Toshiba inserts carbon for 20nm transistors
Toshiba says it has come up with a way to make transistor channels for future 20nm devices, providing a way forward for bulk CMOS technology.
The company unveiled the technology at the 2009 International Electron Devices Meeting (IEDM) held this week (8 December) in Baltimore, US. The technology adds carbon to the process to stop light atoms such as boron from diffusing into surrounding areas, which disrupts the channel-doping profile.

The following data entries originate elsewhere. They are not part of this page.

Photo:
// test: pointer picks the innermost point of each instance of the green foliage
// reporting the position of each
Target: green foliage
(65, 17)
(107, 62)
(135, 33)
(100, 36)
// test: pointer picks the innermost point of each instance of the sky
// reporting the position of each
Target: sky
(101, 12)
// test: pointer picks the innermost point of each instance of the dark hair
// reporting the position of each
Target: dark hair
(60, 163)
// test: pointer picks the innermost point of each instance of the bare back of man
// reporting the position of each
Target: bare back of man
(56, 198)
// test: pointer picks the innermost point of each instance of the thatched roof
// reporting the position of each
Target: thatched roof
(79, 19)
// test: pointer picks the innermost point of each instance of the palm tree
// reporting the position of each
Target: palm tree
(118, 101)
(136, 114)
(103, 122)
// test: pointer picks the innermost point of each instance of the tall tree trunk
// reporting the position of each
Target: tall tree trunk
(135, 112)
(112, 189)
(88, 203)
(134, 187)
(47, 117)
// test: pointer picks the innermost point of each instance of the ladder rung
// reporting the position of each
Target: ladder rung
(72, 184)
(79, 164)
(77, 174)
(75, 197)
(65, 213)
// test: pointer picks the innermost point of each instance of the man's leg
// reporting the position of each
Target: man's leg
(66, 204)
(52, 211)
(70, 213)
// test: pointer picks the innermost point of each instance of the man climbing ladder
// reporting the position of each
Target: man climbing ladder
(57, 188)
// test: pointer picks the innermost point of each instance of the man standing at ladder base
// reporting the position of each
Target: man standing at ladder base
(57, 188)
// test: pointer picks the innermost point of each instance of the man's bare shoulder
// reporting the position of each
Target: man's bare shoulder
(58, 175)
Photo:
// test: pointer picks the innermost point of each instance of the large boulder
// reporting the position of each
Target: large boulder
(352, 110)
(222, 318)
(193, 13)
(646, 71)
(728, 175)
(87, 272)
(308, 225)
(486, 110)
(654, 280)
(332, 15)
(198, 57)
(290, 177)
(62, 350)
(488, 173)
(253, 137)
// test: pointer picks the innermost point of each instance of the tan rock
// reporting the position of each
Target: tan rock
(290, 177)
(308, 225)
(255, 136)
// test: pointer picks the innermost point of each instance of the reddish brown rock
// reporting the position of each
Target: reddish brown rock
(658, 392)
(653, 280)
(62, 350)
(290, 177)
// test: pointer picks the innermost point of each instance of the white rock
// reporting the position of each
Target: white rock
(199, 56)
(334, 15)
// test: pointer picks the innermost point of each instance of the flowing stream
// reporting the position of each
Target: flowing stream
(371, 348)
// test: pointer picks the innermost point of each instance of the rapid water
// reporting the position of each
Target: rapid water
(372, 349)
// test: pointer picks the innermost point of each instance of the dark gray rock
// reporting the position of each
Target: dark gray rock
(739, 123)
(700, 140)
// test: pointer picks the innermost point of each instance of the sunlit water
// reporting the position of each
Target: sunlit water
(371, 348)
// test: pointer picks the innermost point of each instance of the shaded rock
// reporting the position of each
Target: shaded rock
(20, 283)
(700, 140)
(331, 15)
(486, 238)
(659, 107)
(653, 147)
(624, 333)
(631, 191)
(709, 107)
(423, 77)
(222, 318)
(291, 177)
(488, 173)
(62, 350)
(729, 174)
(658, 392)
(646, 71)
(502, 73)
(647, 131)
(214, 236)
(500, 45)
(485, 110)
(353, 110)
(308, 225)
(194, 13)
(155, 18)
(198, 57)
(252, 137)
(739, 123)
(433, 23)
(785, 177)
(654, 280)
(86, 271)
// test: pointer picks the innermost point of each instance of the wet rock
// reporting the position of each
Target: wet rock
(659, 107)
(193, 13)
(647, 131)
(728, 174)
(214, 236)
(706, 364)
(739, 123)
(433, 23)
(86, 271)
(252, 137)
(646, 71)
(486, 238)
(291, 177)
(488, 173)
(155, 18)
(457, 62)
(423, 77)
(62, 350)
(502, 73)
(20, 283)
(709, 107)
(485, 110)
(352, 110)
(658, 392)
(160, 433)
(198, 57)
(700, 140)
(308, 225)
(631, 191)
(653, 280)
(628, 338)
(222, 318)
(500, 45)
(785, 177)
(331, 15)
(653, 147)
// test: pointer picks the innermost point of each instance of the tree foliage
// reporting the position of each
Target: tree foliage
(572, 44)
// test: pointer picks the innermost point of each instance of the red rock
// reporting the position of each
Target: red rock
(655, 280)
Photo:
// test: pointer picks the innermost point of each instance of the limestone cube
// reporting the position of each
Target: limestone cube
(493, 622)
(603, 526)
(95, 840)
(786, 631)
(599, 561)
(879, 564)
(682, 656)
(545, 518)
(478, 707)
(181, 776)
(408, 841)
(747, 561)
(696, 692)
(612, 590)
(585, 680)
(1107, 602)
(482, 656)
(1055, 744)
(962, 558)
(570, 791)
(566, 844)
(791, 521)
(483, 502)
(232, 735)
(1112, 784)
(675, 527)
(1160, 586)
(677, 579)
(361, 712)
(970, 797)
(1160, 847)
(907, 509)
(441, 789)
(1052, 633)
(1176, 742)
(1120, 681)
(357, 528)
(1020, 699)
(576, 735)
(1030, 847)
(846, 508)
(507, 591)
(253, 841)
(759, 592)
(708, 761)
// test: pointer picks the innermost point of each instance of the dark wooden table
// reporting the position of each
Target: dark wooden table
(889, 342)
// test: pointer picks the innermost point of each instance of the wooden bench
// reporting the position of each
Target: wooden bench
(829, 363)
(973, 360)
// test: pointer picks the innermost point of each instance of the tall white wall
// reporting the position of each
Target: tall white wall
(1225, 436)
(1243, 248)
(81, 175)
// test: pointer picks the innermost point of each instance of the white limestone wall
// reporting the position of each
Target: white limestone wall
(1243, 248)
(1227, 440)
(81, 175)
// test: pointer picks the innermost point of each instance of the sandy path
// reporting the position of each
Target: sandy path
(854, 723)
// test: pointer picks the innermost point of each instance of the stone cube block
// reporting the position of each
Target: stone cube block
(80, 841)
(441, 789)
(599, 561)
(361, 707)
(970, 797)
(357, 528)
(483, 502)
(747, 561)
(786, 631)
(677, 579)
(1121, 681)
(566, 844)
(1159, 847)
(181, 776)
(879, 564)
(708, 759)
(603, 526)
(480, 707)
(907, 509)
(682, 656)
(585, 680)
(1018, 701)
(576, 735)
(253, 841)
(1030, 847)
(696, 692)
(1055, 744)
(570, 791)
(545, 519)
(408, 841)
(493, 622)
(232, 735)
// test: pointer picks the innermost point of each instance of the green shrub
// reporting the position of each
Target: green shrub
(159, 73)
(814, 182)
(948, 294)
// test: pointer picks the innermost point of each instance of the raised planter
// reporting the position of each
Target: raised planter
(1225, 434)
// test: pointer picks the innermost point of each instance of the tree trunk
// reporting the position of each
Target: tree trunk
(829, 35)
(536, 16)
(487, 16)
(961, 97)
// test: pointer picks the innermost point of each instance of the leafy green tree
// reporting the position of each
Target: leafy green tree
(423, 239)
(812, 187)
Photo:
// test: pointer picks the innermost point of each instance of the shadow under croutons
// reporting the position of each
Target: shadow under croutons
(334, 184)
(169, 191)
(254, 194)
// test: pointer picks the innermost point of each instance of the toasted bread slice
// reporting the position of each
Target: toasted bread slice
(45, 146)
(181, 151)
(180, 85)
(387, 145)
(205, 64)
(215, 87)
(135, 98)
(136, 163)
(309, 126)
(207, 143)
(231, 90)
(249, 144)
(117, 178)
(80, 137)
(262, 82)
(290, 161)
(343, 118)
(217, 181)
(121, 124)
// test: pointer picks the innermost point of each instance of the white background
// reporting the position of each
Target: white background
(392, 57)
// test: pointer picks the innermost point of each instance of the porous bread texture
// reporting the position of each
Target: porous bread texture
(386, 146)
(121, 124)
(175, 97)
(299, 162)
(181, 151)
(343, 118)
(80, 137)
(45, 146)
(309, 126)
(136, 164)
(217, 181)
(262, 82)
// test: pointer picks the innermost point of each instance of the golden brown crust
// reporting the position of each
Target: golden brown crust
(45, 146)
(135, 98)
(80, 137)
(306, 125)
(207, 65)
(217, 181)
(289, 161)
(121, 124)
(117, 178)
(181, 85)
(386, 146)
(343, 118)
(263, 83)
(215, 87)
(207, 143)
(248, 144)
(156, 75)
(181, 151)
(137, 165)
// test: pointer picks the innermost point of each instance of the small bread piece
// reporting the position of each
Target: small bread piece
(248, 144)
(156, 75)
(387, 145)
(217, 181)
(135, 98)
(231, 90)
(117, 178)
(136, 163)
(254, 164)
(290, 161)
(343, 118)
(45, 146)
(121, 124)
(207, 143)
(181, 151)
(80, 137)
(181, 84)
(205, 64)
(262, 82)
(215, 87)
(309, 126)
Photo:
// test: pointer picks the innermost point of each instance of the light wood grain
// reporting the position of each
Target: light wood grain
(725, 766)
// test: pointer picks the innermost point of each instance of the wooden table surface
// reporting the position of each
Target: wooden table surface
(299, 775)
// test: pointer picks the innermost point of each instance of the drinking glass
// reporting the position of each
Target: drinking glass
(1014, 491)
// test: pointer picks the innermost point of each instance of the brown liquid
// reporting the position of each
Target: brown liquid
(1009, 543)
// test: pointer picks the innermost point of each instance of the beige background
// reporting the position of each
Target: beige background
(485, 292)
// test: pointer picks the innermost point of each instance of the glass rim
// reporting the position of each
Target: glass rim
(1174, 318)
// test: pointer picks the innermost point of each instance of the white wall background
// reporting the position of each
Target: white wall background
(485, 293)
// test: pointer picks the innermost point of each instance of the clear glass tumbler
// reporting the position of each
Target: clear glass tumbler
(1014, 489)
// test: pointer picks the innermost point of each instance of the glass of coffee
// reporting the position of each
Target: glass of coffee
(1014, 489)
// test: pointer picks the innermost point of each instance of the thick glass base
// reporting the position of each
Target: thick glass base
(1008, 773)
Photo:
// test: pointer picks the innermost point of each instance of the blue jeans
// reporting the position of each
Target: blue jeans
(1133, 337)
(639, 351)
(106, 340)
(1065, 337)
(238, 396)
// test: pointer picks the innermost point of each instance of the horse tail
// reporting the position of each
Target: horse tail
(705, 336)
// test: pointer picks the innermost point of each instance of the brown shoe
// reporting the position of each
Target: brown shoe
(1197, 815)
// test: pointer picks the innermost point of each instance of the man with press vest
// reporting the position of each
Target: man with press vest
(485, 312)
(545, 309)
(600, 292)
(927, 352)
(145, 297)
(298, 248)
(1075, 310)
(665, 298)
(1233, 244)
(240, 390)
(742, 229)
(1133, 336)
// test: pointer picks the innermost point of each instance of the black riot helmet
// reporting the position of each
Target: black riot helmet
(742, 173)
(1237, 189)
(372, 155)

The technique works by forming three layers on the surface of the channel: epitaxial silicon (Si), carbon-doped silicon (Si:C), and boron-doped Si:C. The top epitaxial Si layer functions as a low resistance path for the electrons and the holes; the intermediate Si:C acts as a defensive layer to prevent impurity diffusion; and the bottom boron-doped Si:C layer suppresses the fixed charge caused by the Si:C layer formation.
Problems such as degradation in electron mobility in the channel area and variation in threshold voltage will become obvious at 20nm without changes to the manufacturing processes. These problems can be overcome, said Toshiba, by realising a steep impurity distribution in the channel area, a structure that requires a low impurity density surface layer and a high impurity density substrate layer. This structure contributes better gate electrode control over the low-resistance area on the surface by obtaining fine switching of the current.
Toshiba has confirmed that application of this novel structure achieves a boost in performance surpassing that of the conventional channel structure by 15 to 18 per cent.
Tosiba said previous R&D efforts have largely focused on nMOS transistors, in which channel impurities diffuse easily, or on examining the introduction of new solutions, such as SOI wafers and a 3D gate structure. Toshiba's new technology realises a high-performance 20nm generation process without employing such techniques but simply by optimising impurity materials and processes.
Arsenic has been confirmed as a potential candidate for the pMOS channel impurity. In the pMOS device, unwanted fixed charge accumulation in the gate insulator, due to the carbon in the Si:C layer, is resolved by adding a boron-doped silicon layer under the Si:C layer.